Chauvinist Texans that we are, Patterson’s comments and the U.S. Supreme Court’s relatively recent obeisance to the dictates of history prompted us to revisit our own state’s past interpretation of the Second Amendment. In a fascinating article from a 2016 issue of the Texas A&M Law Review, legal scholar Mark Anthony Frassetto explores how the Lone Star State could be playing a more significant role in the intense debate about the relevance of history to constitutional interpretation, in this case to the meaning of the Second Amendment.

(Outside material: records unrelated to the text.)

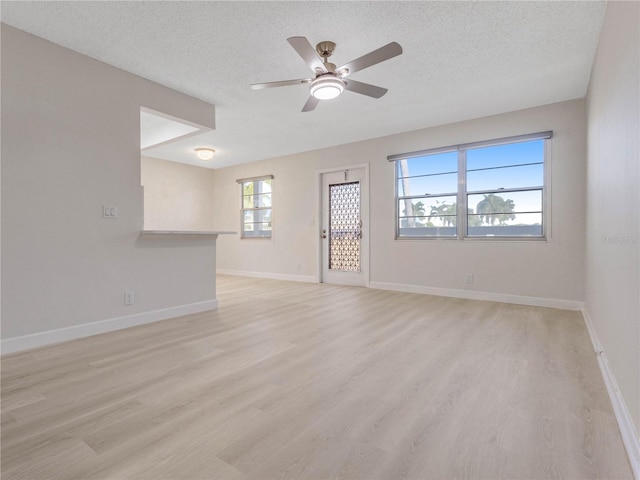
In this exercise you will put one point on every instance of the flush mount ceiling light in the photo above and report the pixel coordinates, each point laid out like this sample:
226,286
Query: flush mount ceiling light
205,153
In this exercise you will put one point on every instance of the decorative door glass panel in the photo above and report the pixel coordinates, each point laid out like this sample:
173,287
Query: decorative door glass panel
345,228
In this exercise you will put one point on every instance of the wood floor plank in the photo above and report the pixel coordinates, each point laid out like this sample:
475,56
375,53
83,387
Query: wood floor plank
315,381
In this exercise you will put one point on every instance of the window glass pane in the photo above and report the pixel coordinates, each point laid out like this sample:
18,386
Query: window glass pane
502,155
434,216
427,165
254,216
264,186
254,201
517,224
247,188
505,177
428,185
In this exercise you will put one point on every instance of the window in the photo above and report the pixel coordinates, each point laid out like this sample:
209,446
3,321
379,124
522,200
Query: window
256,207
484,189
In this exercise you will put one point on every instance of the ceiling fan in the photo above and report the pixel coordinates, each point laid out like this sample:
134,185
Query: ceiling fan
329,81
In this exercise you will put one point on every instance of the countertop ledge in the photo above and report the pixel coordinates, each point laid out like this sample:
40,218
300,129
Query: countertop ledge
188,232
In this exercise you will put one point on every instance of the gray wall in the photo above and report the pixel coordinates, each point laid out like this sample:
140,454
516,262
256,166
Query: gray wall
70,144
613,199
551,269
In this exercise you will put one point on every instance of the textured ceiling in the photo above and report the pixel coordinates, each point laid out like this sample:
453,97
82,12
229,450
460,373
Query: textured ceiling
461,60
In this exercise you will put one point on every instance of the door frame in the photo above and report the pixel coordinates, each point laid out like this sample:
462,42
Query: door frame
365,244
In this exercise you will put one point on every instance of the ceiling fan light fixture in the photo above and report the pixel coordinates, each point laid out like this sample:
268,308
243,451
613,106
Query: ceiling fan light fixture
326,87
205,153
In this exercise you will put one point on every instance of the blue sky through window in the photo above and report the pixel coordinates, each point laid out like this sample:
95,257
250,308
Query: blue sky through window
508,166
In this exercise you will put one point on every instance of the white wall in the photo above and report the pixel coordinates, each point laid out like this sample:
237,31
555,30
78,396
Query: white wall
177,196
71,144
613,199
551,269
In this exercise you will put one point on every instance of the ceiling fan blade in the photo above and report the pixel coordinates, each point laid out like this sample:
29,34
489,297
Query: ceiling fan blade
364,88
283,83
311,104
308,53
390,50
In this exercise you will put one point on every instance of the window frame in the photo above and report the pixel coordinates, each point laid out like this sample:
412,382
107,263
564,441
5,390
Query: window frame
462,193
243,209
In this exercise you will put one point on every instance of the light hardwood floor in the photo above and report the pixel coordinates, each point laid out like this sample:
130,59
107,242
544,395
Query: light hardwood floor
307,381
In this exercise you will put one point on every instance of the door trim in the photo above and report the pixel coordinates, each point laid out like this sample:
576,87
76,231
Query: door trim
366,219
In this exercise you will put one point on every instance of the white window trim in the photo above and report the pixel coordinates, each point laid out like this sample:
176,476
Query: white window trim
461,194
242,181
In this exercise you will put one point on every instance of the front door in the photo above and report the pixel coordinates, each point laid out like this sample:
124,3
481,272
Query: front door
345,244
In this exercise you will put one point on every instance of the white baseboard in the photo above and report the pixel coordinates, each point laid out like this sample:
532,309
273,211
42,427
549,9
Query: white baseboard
271,276
625,423
15,344
476,295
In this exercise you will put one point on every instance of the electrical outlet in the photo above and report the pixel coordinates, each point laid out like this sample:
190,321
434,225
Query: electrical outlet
129,298
109,212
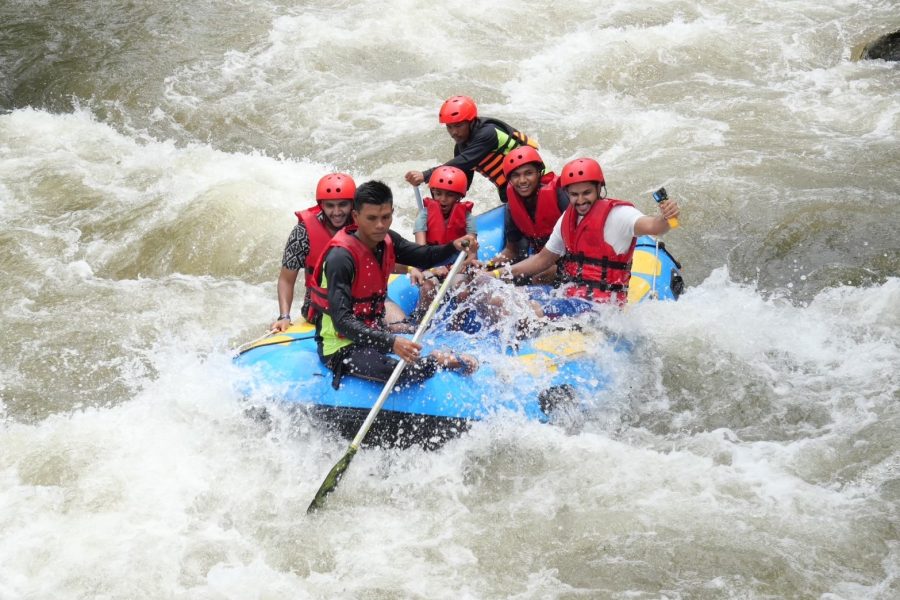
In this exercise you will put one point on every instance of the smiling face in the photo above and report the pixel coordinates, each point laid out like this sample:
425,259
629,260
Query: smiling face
446,199
582,196
373,221
525,180
337,213
460,132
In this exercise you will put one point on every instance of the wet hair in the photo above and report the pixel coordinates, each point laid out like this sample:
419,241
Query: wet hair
372,192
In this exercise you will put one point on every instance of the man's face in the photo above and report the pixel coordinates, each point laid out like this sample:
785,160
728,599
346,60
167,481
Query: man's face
525,180
460,131
446,199
373,221
583,195
337,212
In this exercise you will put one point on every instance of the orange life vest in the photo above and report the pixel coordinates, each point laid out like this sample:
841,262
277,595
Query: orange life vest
318,235
546,214
440,231
590,263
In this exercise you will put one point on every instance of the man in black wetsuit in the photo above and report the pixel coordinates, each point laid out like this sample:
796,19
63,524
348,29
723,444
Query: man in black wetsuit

Frassetto points out that Texas was “a uniquely violent place” both before and after the Civil War – more violent than northern states, more violent than its fellow Confederate states. In response, the state’s Radical Republican governor, Edmund J. Davis, persuaded his cohorts in the Legislature to pass a law forbidding any citizen from carrying weapons into a variety of public venues, including churches, schools, ballrooms, election platforms “or any other place where people may be assembled to muster or to perform any other public duty, or to any other public assembly.” The enumerated weapons in the 1871 law included any “pistol, dirk, dagger, slung-shot, sword-cane, spear, brass-knuckles, bowie-knife, or any other kind of knife ... (without) reasonable grounds for fearing an unlawful attack on his person ...”

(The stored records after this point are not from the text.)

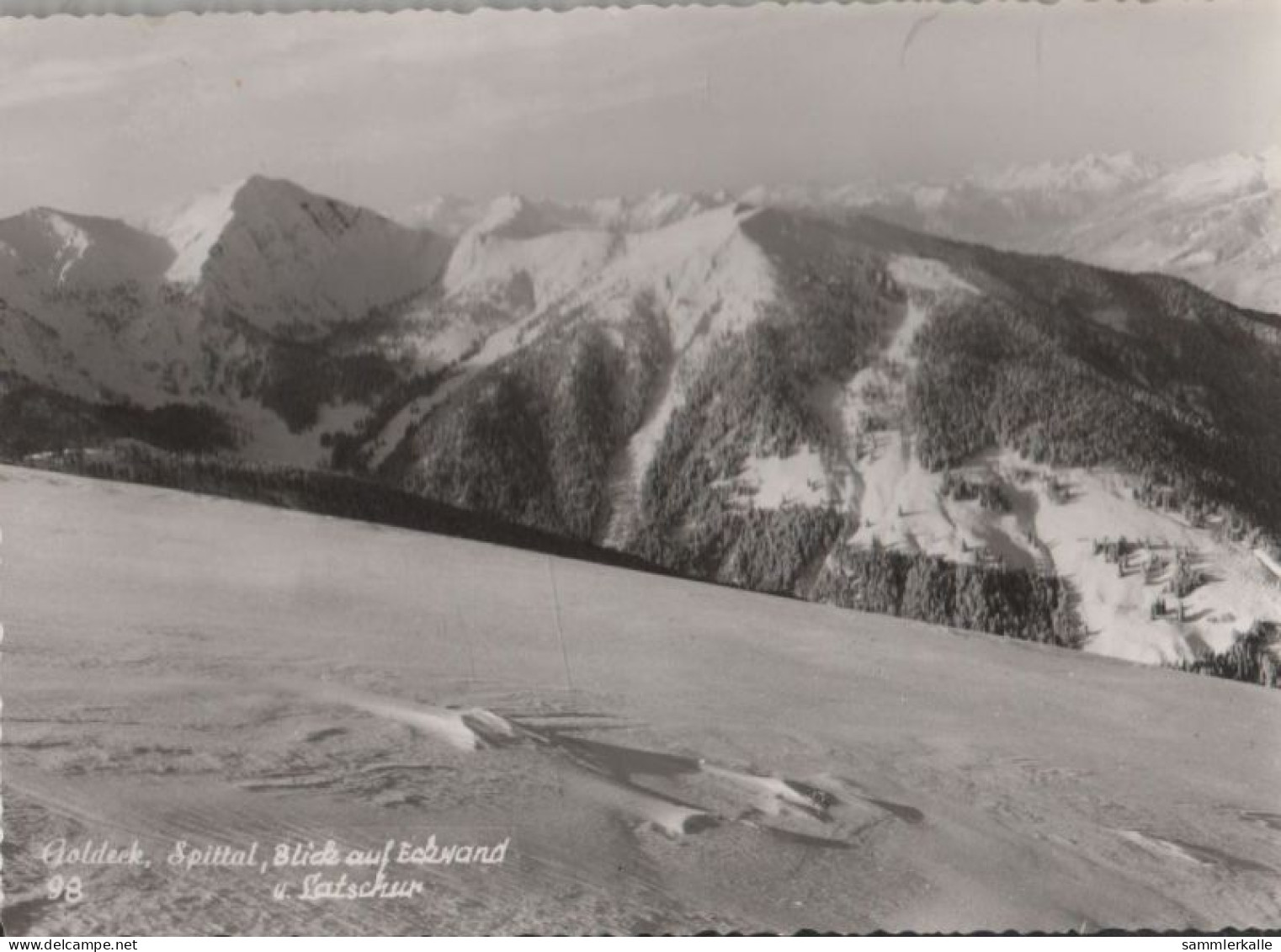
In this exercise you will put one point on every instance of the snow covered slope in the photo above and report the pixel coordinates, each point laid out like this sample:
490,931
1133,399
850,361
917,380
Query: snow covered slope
284,258
657,755
1214,222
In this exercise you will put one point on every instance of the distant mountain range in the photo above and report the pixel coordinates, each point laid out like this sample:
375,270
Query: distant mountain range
777,390
1214,222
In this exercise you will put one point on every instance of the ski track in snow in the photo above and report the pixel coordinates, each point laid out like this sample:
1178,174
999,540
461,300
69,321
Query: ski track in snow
704,770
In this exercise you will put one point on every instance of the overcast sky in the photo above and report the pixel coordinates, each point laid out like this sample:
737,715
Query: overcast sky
123,115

In the three years following enactment of the public- carry prohibition, two legal challenges reached the Texas Supreme Court. As Frassetto points out, the first was heard by a court made up entirely of Davis appointees sympathetic to Reconstruction. Not surprisingly, this socalled “Semicolon Court,” scorned by judges and attorneys in post-Reconstruction Texas, decisively upheld the law under both the Second Amendment and its analogue in the Texas Constitution.

The second challenge came in 1874, after the newly installed Democratic Legislature removed every member of the Supreme Court from office and appointed a new Democratic slate of judges. Four-fifths of the judges on this so-called “redeemer court” were former Confederate officers. Although the new judges took a much broader view of the right to bear arms, they concluded that the law did not infringe on the right. It would not be the last word on guns, of course, but it’s surprising that, in Texas, it was one of the first.

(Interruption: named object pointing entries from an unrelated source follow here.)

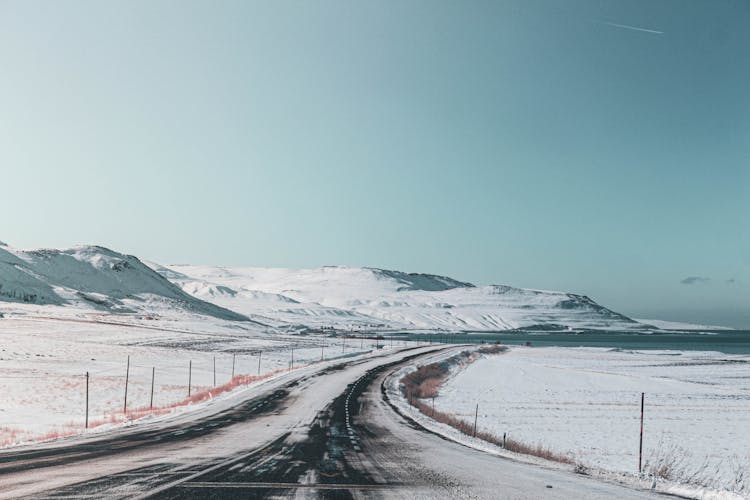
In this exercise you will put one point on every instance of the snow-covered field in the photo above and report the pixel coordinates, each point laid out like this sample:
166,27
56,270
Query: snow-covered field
585,402
43,362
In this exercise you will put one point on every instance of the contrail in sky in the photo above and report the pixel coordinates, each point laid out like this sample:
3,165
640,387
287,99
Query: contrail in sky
634,28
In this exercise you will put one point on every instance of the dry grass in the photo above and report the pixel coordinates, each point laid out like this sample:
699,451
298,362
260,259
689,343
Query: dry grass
11,436
426,381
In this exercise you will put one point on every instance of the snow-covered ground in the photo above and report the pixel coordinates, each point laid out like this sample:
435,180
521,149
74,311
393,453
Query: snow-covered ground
44,359
585,402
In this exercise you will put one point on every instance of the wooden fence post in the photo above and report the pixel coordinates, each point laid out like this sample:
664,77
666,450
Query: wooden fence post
151,401
476,415
87,400
127,377
640,445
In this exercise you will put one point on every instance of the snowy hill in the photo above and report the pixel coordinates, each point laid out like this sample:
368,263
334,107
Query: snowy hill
92,277
354,297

The high court was persuaded that the Texas restrictions did not violate the Second Amendment, perhaps by the argument presented by the attorney representing the state, a man identified as J. Walker. “The law under consideration has been attacked,” he noted, “upon the ground that it was contrary to public policy, and deprived the people of the necessary means of self-defense; that it was an innovation upon the customs and habits of the people, to which they would not peaceably submit. We do not think the people of Texas are so bad as this, and we do think that the latter half of the nineteenth century is not too soon for Christian and civilized States to legislate against any and every species of crime.”

Thanks to Walker, for more than a century, a ban on public carry remained in place, but was eroded over time as prohibited locations and permit requirements were reduced. Even now, we rarely see dirks and sword-canes on the streets of this “Christian and civilized” state, not to mention fully automatic military weapons. In a state that leads the nation in the number of mass shootings, perhaps there’ll come a time when history repeats itself. Maybe one day we will spurn the Second Amendment absolutists among our fellow Texans and again allow common sense to hold sway. Lives depend on it.